The common pitfall with New Year’s Resolutions is in following through. While nearly everyone sets goals for the New Year, only 8 percent of people stick to it. This number may sound dismal, and give you the idea that your New Year’s Resolutions are doomed to fail. Fortunately, that’s not true. By understanding how you are motivated and what you can realistically achieve, you can become almost superhuman in the next 365 days.
Manage your expectations
Imagine you are talking about New Year’s Resolutions with a friend and they say something like, “I’m going to lose 100 pounds.” What would your reaction be? Likely, you’d be happy that they set the goal, but skeptical about their ability to achieve it. And when December 31st rolls around again, you’d likely find that they haven’t lost even a tenth of that. Their goal is possible, but not probable. When setting goals for yourself, you should be realistic about it. Sure, you dream to lose 100 pounds, but you might be better off sticking to 50.
Have a plan
Once you’ve set a realistic goal, the next step is to figure out how you’re going to get it done. If you’re trying to lose 50 pounds, that’s only 1 pound a week. By doing some research, you may find that you can do this just by cutting down on soda and hitting the gym every few days. Once you have a plan, you may even find that the goals you thought were unattainable are easy when broken down.
Make quantifiable goals
Another important part of managing your expectations is to put a number or date on your goals. Saying “I want to lose weight” has little gravitas because you can achieve it easily. Standing up can cause you to lose a little weight. Saying “I want to lose 50 pounds” is something you can work towards and be certain you have achieved. Similarly, saying “I want to quit smoking” is open ended. By the time you’re ready to do it, the motivation behind it may be lost and you’ll put it off another year—you can’t plan for “sometime.” You can, however, plan for June 21st, or your birthday, or whatever date feels right to you.

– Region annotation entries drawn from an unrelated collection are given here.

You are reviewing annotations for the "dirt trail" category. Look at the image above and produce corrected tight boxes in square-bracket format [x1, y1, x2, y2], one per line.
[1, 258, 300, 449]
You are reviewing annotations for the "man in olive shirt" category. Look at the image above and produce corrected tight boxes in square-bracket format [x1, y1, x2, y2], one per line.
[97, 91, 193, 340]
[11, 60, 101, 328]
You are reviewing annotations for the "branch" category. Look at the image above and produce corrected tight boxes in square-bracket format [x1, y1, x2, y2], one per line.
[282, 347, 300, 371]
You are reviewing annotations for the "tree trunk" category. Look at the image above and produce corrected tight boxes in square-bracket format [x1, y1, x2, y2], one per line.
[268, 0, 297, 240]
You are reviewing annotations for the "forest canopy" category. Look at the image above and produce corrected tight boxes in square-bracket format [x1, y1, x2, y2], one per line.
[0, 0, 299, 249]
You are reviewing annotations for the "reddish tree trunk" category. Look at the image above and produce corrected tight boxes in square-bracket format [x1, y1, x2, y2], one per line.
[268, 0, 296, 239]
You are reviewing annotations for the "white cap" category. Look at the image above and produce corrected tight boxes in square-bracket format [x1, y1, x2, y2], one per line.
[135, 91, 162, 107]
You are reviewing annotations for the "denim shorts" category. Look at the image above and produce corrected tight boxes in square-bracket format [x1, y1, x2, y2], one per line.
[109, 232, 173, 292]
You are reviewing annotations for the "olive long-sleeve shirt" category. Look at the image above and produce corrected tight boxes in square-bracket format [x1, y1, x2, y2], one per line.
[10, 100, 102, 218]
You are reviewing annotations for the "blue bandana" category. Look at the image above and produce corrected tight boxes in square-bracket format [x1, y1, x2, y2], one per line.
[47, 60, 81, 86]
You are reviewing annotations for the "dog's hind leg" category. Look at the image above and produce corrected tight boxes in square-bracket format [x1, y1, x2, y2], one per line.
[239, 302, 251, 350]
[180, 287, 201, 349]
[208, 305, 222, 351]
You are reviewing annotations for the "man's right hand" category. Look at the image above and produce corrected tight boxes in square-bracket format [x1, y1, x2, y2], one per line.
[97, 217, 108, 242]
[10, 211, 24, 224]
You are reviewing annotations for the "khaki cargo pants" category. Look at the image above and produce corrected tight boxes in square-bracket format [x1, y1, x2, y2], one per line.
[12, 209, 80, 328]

Take it piece by piece, and step by step
If you’re on Facebook, you may remember this video that made its rounds in 2017. Delivering his commencement address at the University of Texas at Austin in 2014, Admiral William H. McRaven said, “If you want to change the world, start off by making your bed.” This struck a chord with many around the world, and has been tagged on YouTube as inspiring. Part of what makes it so inspirational is the truth behind it. Your brain can become, in a way, addicted to achievement: once you’ve done something, your brain wants to do more. When you make your bed first thing in the morning, you’ll get a sense of accomplishment that will make you more motivated as the day goes on.

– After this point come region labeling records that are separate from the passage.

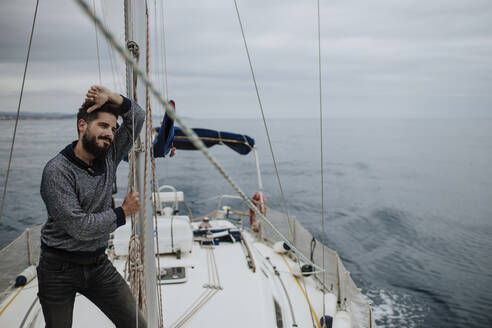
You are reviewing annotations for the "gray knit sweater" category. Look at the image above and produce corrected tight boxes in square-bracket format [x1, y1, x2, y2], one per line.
[41, 98, 145, 254]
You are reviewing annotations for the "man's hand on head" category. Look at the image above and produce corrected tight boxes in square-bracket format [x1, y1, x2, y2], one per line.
[85, 85, 123, 113]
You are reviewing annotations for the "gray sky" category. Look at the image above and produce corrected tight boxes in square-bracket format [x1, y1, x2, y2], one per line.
[0, 0, 492, 118]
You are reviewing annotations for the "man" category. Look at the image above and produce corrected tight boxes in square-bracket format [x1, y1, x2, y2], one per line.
[37, 86, 146, 328]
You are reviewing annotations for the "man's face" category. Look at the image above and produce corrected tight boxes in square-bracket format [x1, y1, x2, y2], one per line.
[81, 112, 116, 158]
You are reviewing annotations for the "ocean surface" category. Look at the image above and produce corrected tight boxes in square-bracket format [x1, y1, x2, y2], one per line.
[0, 119, 492, 328]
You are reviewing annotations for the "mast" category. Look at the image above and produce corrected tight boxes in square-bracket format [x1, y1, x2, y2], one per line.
[125, 0, 159, 327]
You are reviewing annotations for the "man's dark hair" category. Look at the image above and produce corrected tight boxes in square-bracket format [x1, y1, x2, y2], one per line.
[77, 101, 121, 133]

Taking this principle to your New Year’s Resolutions is simple. Your big goals for the year shouldn’t actually be seen as big goals, but instead as a series of small ones. Blogger Dan Erwin refers to this process as chunking, borrowing from a similar memory technique. If you break down your goals to their smallest pieces and take them step by step, you’ll be on top of the staircase next New Year’s Eve.
You can take this even further, if you want to. The Huffington Post article linked earlier cites Dr. Roberta Anding who said, “January 1 signifies a new beginning. However, each day allows for a new beginning, and hence it is a reset.” It is her recommendation that you look at the New Year not as one opportunity for improvement, but as 365 of them. By taking your goals day by day, you’ll see the results of your achievement day by day, and the effect will compound.
Remember the reward
Perhaps the most important part of achieving your New Year’s Resolutions is reminding yourself why you set them in the first place. Maybe you feel like you’re not living to your full potential, or that you are ready to make changes. Maybe it’s for your kids. Whatever it is that made you set goals, don’t lose sight of them. When you know why you want to improve, doing it is the easy part.